雇用保険の特例~新型コロナに関連してどうしても人員削減が必要なとき~

 新型コロナウイルス感染症の感染拡大が中々落ち着かないところですが、どうしても人員削減が必要になる場合もあるかと思います。

 人員削減の対象となった場合にまずは先々の収入面が心配になるところですが、雇用保険の基本手当(失業等給付)の説明をすることで、その不安も幾分かは和らぐはずです。

会社都合で退職・解雇・雇止めとなった場合はそもそも給付が手厚い

 会社都合で退職(退職勧奨や臨時の希望退職募集など)・解雇・雇止めとなった場合の基本手当の所定給付日数は表1のとおりです。

厚生労働省パンフレット 離職されたみなさまへ から一部抜粋

 これに対して、いわゆる自己都合退職した場合の所定給付日数は表2のとおりです。

厚生労働省パンフレット 離職されたみなさまへ から一部抜粋

 2つの表を見比べると会社都合の退職・解雇・雇止めとなった場合の手厚さが一目瞭然ですね。

 また、自己都合退職の場合には2か月間の給付制限期間がありますが、会社都合の退職・解雇・雇止めの場合には給付制限期間が無いという違いも大きいですね。

雇用保険の特例とは?

 会社都合の退職・解雇・雇止めが新型コロナウイルス感染症に関連している場合は、表1の所定給付日数からさらに給付日数が延長される特例が設けられました。

延長される日数は60日

 表1の所定給付日数分の基本手当をすべて受給してなお、再就職に至らない場合に60日分が延長されます。

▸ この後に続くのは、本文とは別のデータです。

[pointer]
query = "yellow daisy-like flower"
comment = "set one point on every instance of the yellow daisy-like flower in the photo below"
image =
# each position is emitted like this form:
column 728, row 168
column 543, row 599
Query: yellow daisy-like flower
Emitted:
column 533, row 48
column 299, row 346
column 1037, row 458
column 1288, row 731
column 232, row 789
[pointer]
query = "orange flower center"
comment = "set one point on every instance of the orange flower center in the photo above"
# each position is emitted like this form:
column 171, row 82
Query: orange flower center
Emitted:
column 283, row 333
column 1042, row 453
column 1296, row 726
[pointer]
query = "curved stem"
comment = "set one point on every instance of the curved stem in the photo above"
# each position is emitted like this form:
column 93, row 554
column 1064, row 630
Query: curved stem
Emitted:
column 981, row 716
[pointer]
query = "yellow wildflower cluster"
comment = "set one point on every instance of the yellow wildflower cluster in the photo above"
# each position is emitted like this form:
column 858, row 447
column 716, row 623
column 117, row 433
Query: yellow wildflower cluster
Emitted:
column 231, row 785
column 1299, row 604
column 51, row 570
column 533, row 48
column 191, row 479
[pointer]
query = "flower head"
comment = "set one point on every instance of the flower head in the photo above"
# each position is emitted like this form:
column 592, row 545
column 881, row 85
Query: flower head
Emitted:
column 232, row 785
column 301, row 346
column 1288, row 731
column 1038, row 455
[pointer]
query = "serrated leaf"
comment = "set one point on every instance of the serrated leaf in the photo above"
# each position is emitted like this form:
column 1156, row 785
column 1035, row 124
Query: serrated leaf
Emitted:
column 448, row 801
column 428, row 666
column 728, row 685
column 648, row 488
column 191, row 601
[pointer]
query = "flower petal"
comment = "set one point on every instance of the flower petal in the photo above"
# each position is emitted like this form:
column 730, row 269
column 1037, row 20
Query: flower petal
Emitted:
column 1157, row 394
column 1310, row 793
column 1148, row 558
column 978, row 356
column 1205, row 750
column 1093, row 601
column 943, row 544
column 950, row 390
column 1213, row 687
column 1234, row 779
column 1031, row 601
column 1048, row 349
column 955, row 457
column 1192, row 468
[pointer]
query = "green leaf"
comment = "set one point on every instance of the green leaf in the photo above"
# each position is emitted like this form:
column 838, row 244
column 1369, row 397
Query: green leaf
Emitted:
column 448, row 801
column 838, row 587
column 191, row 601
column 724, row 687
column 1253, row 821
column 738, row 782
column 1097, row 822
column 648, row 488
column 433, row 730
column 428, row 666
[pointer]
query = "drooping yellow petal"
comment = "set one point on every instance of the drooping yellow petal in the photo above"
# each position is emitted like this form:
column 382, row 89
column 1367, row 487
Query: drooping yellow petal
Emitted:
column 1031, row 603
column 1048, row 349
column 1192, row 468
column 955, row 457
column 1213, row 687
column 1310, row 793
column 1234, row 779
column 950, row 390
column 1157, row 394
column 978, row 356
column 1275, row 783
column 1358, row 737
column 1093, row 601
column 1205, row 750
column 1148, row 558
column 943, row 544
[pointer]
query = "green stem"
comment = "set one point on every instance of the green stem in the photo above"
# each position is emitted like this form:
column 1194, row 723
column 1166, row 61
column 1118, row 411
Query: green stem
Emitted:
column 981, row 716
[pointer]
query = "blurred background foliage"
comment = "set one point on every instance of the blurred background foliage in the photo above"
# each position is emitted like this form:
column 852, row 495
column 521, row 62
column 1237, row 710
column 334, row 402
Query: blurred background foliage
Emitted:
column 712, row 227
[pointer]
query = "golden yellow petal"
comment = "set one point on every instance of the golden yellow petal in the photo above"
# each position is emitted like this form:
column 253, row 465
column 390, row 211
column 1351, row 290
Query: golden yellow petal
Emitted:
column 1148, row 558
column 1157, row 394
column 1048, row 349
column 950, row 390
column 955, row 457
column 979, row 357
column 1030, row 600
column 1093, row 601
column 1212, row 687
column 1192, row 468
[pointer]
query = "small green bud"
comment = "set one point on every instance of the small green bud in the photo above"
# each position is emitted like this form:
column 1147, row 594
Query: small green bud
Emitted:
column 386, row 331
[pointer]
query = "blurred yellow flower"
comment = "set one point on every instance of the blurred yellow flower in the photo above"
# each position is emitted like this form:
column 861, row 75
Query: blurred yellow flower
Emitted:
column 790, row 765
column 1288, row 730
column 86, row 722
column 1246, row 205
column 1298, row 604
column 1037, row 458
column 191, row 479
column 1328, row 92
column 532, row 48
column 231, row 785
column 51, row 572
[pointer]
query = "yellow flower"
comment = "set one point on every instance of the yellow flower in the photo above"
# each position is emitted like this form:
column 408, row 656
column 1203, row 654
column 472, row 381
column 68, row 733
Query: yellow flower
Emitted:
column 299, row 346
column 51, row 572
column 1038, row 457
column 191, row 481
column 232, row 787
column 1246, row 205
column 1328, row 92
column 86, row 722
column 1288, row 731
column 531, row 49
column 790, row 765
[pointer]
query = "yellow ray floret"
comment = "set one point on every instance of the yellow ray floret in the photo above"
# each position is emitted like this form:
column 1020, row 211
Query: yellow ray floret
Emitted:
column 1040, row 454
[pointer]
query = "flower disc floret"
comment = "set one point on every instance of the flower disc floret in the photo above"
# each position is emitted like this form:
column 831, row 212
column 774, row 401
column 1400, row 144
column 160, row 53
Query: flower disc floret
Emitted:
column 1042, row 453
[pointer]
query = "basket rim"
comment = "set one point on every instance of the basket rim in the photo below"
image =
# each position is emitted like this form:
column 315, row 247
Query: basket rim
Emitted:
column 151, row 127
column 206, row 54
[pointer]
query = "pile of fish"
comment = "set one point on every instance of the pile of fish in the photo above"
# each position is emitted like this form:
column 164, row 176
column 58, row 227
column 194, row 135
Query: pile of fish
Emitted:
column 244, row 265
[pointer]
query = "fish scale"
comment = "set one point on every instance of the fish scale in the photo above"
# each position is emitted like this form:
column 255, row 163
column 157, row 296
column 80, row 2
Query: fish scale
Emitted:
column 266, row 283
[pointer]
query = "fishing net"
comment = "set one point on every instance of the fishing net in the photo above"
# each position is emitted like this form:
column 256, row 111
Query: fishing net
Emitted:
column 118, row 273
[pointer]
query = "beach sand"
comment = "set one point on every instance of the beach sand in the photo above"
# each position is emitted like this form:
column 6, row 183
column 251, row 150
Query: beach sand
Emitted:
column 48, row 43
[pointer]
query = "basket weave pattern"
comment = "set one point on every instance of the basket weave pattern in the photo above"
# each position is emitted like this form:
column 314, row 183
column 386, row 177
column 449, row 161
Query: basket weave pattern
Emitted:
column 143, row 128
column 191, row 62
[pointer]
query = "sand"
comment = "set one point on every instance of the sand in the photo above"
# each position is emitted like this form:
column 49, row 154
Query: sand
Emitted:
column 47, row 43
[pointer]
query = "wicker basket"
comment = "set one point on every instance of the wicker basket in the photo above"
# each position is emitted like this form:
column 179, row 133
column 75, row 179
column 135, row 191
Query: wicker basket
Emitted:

 なお、次の場合には、60日ではなく30日の延長となります。

  • 離職時の満年齢が35歳以上45歳未満であって、被保険者であった期間が20年以上の場合
  • 離職時の満年齢が45歳以上60歳未満であって、被保険者であった期間が20年以上の場合

 また、就職困難者(障害のある方など、厚生労働省で定める者)については、所定給付日数がもともと手厚い(勤続1年未満の場合150日、勤続1年以上の場合は300日~360日)ことから本延長措置の対象になっていません。

特例による延長措置の注意点

 次のいずれかに該当する場合は、特例延長給付の対象とはなりません。

  1. 所定の求職活動が無いことで失業認定日に不認定処分を受けたことがある場合
  2. やむを得ない理由が無く失業認定日に来所しなかったことにより不認定処分を受けたことがある場合
  3. 雇用失業情勢や労働市場の状況などから、現実的ではない求職条件に固執する場合
  4. 正当な理由なく公共職業安定所の紹介する職業に就くこと、指示された公共職業訓練を受けること、再就職を促進するために必要な職業指導を拒んだことがある場合

離職票の作成にあたって重要なこと

『(コロナ関係)』を記載

 新型コロナに関連して会社都合による退職・解雇・雇止めで離職する場合の離職票作成ですが、具体的事情記載欄(事業主用)に記載する離職理由の末尾に『(コロナ関係)』と記載して下さい。

 退職勧奨のケースであれば、「退職勧奨による離職(コロナ関係)」といった記載になります。

 『(コロナ関係)』の記載漏れがあると、特例による60日(または30日)延長の対象から漏れてしまう恐れがありますので、記載漏れが無いようにご注意ください。

添付書類に注意

 なお、離職票の提出にあたって解雇通知、雇止め通知、契約期間が満了したことの確認できる契約書・労働条件通知書、退職勧奨に応じたことが確認できる退職届、希望退職の募集案内や申込書といった書類の提出が必要となりますので、どのような書類を用意すればよいか管轄のハローワークにあらかじめ確認しておくとよいでしょう。